Mary’s Meals, formerly known as Scottish International Relief, is an internationally registered charity. Their goal is setting up school meal programs in communities which ordinarily cannot afford them, especially in undeveloped countries. The charity was founded in 2002, when it fed 200 school children in Malawi. Today, it provides free school meals for over a million children daily.

Despite being named for Mary, mother of Jesus, the charity is not officially a religious organization.

In a fundraiser that began in Fall 2020, Mary’s Meals appealed to philanthropists for large donations on behalf of their new program in Liberia, where nearly 40 percent of the population is food insecure and 25 percent do not have regular access to sanitary drinking water.

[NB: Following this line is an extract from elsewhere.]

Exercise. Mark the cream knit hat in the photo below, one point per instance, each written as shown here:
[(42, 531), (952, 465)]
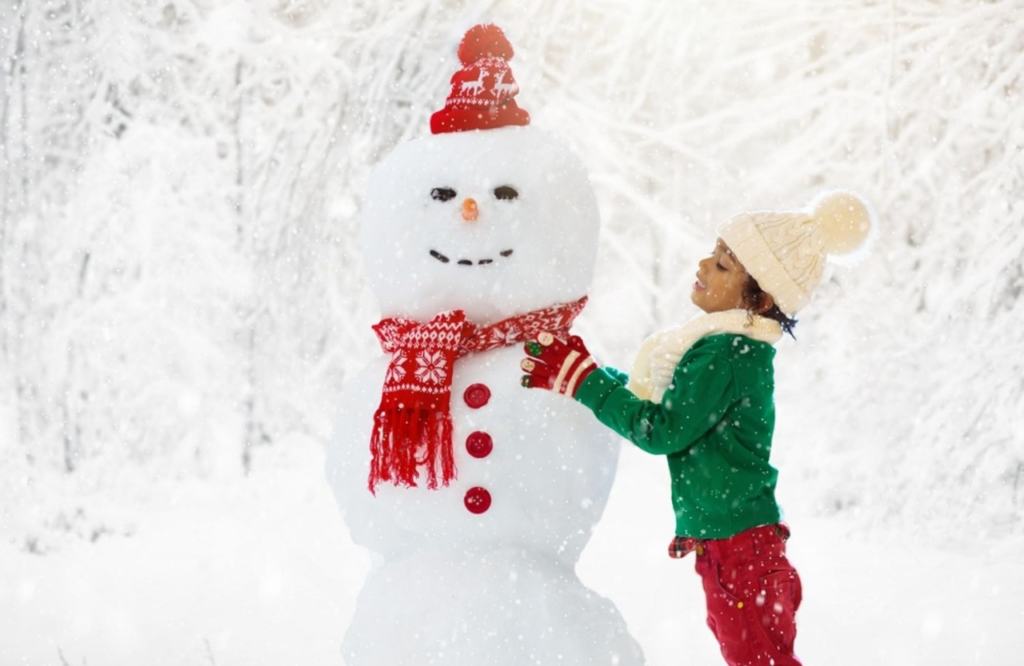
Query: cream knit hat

According to UNICEF, a third of children in Liberia are malnourished enough to affect their growth, and 6 percent actively starving. Approximately 4 percent of school age children in Liberia are orphaned due to the ongoing AIDS crisis in the country.

The donations taken in by Mary’s Meals, which includes $2 million in matching funds from the UK Government,will provide daily meals for 43,000 school children. The charity claims that they can feed a child for a whole school year for just under £16 by sourcing locally grown food, which also helps enrich the economy these children will grow to join.

“Before Mary’s Meals came here there was no food for us to eat,” testified Magirl, a 13-year-old-girl from Gbatala in Liberia who plans to study to become a nurse.

“When Mary’s Meals came we were happy to pay attention to the lesson and listen to the teacher. We used to be hungry and didn’t learn anything in class because of the hunger – now we learn at school.”